Euroland: The Insider Disease edit

March 19, 2006

It seems that politicians have short memories. Almost exactly thirteen years ago, a freshly elected cabinet tried to change the rules setting the French minimum wage so that young and low skilled workers could be hired at a discount wage. Soon dubbed "minimum wage for youths", it sent thousands of college and high school students in the street and was quickly withdrawn by the then Prime minister Edouard Balladur. A remake of this bad movie is currently shot in Paris: the french prime minister Dominique de Villepin is confronted with a new generation of students rejecting a law introducing a more flexible labour contract with a two-year trial period for young workers. The endgame is likely to be the same as in 1993, in my view.

-->In both cases, the economics of these reforms look sound: that the French minimum wage is an entry barrier for low skilled workers is a well documented fact; that companies are unwilling to hire young workers with no experience on a permanent basis is obvious. The best evidence is that a majority of young workers (even graduates) start their working life with a series of internships, not always paid, followed by another series of short term job contracts, before, if they are lucky, getting a permanent job or opting for the civil service. In this regard, PM Villepin is right when saying that the flexible labour contract he is trying to enforce would improve the situation of young workers: a flexible job contract is certainly better than an umpteenth internship or three-month job contract. Twelve years ago, the same could have been said: better to get a job at a discount than no job at all. So what is going wrong?

The popular explanation is that the so called French "social model" is so deeply entrenched in the genes of people living in France (French or immigrants), that no reform is possible, even when it would make people better off. This is wrong and contemptuous, I think. Everywhere in the world, workers want guarantees for their jobs. When labour protection has become excessive and unaffordable, as it is in France, labour market institutions must be reformed. Many European countries have done their homework, from the UK to Sweden or Denmark, in very different fashions: for instance, jobs are more protected in the UK than in Denmark, but unemployment benefits are much higher in the latter, where the motto is "protect workers, not jobs". In continental countries where reforms took place, they were the results of negotiations, not confrontations.

The fundamental reason why attempts to reform the labour market in France are failing is what several economists, from Pr Gilles Saint-Paul from the University of Toulouse to Pr.
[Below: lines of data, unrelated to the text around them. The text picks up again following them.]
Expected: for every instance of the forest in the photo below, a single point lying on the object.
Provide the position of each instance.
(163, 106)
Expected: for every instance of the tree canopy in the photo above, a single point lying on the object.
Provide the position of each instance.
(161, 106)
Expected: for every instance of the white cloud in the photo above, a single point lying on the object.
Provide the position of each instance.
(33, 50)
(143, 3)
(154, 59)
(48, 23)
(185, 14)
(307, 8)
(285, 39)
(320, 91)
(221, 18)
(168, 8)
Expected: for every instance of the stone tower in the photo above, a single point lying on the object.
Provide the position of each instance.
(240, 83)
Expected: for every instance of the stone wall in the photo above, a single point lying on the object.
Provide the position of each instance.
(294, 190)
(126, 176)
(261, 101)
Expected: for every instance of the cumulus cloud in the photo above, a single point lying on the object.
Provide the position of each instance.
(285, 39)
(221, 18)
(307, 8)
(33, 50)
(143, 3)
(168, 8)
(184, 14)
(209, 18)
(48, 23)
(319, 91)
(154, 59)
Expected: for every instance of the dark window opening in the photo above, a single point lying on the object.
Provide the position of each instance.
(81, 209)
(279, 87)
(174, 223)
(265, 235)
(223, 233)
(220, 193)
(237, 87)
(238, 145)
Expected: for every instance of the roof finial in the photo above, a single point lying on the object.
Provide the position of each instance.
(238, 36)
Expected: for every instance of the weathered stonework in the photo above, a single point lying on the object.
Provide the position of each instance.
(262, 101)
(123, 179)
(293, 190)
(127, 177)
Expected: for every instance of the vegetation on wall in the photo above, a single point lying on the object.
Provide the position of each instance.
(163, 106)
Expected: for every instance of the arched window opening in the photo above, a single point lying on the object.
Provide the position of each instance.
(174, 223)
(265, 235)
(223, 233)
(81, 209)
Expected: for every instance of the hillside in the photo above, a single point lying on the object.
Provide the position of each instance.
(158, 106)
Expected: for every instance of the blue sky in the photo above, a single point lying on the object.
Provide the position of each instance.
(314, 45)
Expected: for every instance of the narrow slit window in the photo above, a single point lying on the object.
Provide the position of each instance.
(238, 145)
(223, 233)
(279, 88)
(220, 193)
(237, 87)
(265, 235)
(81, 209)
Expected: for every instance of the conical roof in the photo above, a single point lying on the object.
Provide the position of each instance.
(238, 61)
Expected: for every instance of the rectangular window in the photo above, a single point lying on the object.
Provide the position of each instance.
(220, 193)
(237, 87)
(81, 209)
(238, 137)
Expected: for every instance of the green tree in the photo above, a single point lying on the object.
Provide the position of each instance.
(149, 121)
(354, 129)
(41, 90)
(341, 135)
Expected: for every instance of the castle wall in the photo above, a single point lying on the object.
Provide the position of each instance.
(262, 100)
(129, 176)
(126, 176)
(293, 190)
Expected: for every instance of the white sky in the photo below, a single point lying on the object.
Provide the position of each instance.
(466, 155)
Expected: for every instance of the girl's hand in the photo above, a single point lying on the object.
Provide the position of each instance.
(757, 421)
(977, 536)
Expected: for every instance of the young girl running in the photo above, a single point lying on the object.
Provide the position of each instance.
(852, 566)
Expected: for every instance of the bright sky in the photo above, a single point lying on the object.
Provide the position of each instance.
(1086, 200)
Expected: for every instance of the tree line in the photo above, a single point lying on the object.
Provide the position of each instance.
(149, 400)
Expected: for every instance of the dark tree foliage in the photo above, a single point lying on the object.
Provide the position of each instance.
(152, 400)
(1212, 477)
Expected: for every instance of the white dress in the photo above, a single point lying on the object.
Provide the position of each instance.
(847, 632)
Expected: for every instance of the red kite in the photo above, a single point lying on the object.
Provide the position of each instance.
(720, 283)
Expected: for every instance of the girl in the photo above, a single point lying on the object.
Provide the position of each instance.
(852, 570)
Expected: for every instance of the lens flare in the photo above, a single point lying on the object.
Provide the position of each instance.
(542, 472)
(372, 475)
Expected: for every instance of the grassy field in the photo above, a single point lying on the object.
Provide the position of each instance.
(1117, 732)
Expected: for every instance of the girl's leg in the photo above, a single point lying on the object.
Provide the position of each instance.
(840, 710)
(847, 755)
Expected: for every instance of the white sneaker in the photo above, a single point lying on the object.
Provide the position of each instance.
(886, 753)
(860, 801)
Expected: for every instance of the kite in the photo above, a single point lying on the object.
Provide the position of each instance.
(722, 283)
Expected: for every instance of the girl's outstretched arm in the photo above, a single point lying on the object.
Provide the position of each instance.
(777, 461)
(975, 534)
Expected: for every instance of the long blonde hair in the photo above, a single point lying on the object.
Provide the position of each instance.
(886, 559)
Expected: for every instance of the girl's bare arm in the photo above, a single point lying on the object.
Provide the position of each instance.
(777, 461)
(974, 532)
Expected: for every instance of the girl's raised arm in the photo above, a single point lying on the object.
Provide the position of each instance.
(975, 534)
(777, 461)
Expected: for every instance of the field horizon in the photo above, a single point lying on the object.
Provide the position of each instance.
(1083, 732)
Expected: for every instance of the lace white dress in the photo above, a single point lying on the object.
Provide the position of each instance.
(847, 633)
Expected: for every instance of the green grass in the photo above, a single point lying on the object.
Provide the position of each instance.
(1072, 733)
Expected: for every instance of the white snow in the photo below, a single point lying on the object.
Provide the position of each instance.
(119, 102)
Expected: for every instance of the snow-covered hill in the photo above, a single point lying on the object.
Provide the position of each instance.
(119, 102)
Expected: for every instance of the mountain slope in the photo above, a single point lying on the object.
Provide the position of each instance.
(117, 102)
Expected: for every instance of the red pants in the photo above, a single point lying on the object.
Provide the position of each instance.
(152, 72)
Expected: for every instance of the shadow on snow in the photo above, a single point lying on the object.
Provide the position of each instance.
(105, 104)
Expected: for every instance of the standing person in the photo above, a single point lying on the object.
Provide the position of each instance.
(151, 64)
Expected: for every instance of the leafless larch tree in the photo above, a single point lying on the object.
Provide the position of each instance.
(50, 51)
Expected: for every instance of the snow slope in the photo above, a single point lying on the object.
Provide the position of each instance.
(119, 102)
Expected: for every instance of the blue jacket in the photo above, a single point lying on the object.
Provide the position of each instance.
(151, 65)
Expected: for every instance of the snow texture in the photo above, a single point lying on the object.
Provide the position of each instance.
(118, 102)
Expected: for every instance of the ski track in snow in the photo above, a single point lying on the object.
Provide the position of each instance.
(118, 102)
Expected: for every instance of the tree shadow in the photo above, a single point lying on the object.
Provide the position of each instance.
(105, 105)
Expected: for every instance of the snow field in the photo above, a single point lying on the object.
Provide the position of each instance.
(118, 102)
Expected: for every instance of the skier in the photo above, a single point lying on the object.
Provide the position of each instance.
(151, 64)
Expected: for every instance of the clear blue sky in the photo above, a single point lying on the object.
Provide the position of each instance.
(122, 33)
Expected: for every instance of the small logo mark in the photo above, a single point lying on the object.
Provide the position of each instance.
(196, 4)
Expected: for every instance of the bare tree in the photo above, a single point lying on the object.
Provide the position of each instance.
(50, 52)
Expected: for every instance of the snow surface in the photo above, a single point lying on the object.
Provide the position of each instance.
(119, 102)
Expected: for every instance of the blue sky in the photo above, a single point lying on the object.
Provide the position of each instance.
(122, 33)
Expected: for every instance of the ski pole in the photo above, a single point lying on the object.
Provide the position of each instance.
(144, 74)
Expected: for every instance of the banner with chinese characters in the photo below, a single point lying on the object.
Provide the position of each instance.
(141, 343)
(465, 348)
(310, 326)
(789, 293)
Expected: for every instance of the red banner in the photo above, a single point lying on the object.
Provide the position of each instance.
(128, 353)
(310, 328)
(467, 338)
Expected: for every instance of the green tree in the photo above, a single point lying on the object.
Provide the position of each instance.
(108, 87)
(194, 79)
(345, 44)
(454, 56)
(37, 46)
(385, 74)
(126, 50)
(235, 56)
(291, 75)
Olivier Blanchard from the MIT have named the "insider disease". In short, the French labour market is a two tiered market with, on the one hand highly protected workers (civil servants and holders of permanent contracts, mostly in large companies) and on the other one, highly flexible jobs (internships, short term contracts, temporary jobs) for new entrants, immigrants and, more generally, unskilled workers. The reason why college and high school students are demonstrating, sometimes violently, is obvious: they strongly resent this situation as unfair: why would they accept reforms while nobody is questioning the privileges of the insiders?

Unfortunately, the insider disease is not a French peculiarity. In 2005, 50% of the new hires between 15 and 29 years in Italy were hired on a temporary basis. The underlying reason is the same as in France: laying off permanent workers is so difficult and costly that companies have a strong preference for temporary jobs, even if it is at the expense of productivity (training new hires is a sunk cost). In Spain, the success of temporary jobs is one of the reasons for the spectacular decline of unemployment, from 20% of the labour force to less 10% today. However, further progress is not warranted, if the insider-worker model is not questioned.

Piecemeal reforms that do not question the status of insiders are doomed to fail in my view, because they are opposed by both insiders, who fear that they may be the next on the list, and outsiders who consider them as discriminatory and continue to dream of becoming themselves insiders. In the French case, the solution is to reform the generic labour contract itself and make it more flexible. In this regard, the new job contract launched last year, with a two-year trial period too, but restricted to small companies was a step in the right direction. Extending it to all companies would have been a much better idea than trying to design a labour contract for youths, I believe. We will probably have to wait until next year elections to see real progress on the labour market reform front, I am afraid.